The International Energy Agency is raising the alarm over 2018 statistics that show annual growth in renewable energy deployments stagnating for the first time since the turn of the century.
New capacity additions totalled 177 gigawatts (GW) last year, the same as in 2017, Renewables Now reports. To meet the targets in the 2015 Paris Agreement based on the IEA’s Sustainable Development Scenario, new capacity would have to average more than 300 GW per year between 2018 and 2030.
“These 2018 data are deeply worrying, but smart and determined policies can get renewable capacity additions back on an upward trend,” said IEA Executive Director Fatih Birol. “The world cannot afford to press ‘pause’ on the expansion of renewables, and governments need to act quickly to correct this situation and enable a faster flow of new projects.”

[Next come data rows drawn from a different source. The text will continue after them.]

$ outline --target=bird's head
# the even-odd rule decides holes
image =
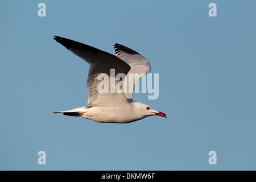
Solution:
[[[141,102],[133,102],[133,105],[134,105],[135,113],[138,115],[141,115],[142,118],[145,118],[150,115],[160,115],[162,117],[167,118],[166,114],[164,113],[157,111],[152,107]]]

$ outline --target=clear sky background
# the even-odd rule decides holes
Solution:
[[[38,5],[46,5],[46,17]],[[217,5],[217,17],[208,5]],[[255,170],[255,1],[0,3],[0,169]],[[88,65],[58,35],[114,54],[118,43],[159,74],[165,113],[128,124],[53,111],[86,105]],[[38,153],[46,152],[39,165]],[[208,152],[217,152],[217,164]]]

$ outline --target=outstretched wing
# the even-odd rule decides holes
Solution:
[[[123,81],[123,90],[126,98],[132,101],[134,85],[142,77],[150,71],[150,64],[146,58],[126,46],[115,44],[114,47],[116,56],[131,67]]]
[[[123,81],[115,79],[115,76],[118,73],[126,75],[130,69],[129,64],[115,55],[93,47],[57,36],[55,36],[53,39],[89,65],[87,78],[87,108],[92,106],[117,106],[122,102],[127,102],[122,90],[120,92],[118,90],[118,88],[115,88],[117,83]],[[114,69],[114,73],[112,72],[110,74],[111,69]],[[105,73],[106,77],[99,79],[98,76],[101,73]],[[106,78],[108,79],[108,89],[106,89],[106,85],[104,85],[100,88],[104,88],[105,91],[100,93],[98,89],[99,84],[102,82],[103,79],[105,81]]]

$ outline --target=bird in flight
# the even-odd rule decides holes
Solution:
[[[146,104],[133,101],[133,90],[135,84],[151,68],[148,60],[139,53],[117,43],[114,45],[115,56],[60,36],[55,36],[53,39],[86,61],[89,68],[87,78],[87,105],[53,113],[80,117],[97,122],[119,123],[130,123],[151,115],[167,117],[164,113]],[[129,76],[134,75],[137,81],[134,81],[134,77],[129,79]],[[125,77],[118,79],[118,75],[125,75]],[[99,90],[101,88],[99,84],[102,81],[102,77],[99,78],[100,76],[109,78],[109,87],[105,88],[104,86],[104,92]],[[132,80],[131,84],[130,80]],[[117,86],[120,84],[121,86]],[[129,85],[131,89],[129,89]],[[126,91],[123,92],[125,88]],[[132,91],[127,92],[127,90]]]

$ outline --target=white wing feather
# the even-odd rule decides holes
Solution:
[[[127,102],[125,95],[118,93],[115,88],[116,84],[120,82],[115,79],[114,85],[110,85],[110,69],[115,69],[115,77],[118,73],[126,75],[130,67],[115,55],[98,49],[91,46],[68,39],[55,36],[57,42],[65,46],[68,50],[85,60],[89,65],[88,77],[87,79],[87,91],[88,101],[86,108],[93,106],[114,107],[122,102]],[[98,85],[102,82],[97,77],[100,73],[106,73],[109,79],[108,93],[99,93]],[[110,93],[111,86],[114,86],[114,93]],[[112,88],[113,89],[113,88]],[[119,93],[120,93],[119,92]]]
[[[146,58],[126,46],[115,44],[114,47],[116,56],[131,67],[124,80],[123,89],[126,98],[132,101],[134,86],[142,77],[150,71],[150,64]]]

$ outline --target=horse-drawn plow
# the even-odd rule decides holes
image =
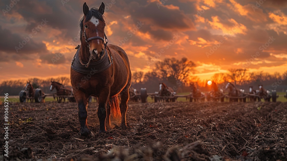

The IEA “also warned that the carbon dioxide (CO2) emissions produced by the energy sector increased by 1.7%, to 33 gigatonnes, despite 7% growth in the electricity production from renewables,” Renewables Now notes.
Country-by-country data from the IEA release reflect new capacity additions declining from 82 to 77 GW in China, from 23 to 22 GW in the European Union, from 15 to 14 GW in India, and from 8 to 7 GW in Japan, while growing from 17 to 18 GW in the United States and from 32 to 40 GW in other countries. The agency’s analysis shows growth in solar photovoltaics offsetting slower gains in wind and hydroelectric power since 2015, but levelling off last year, largely due to a sudden change in solar incentives in China.
“Thanks to rapidly declining costs, the competitiveness of renewables is no longer heavily tied to financial incentives,” Birol said. “What they mainly need are stable policies supported by a long-term vision, but also a focus on integrating renewables into power systems in a cost-effective and optimal way. Stop-and-go policies are particularly harmful to markets and jobs.”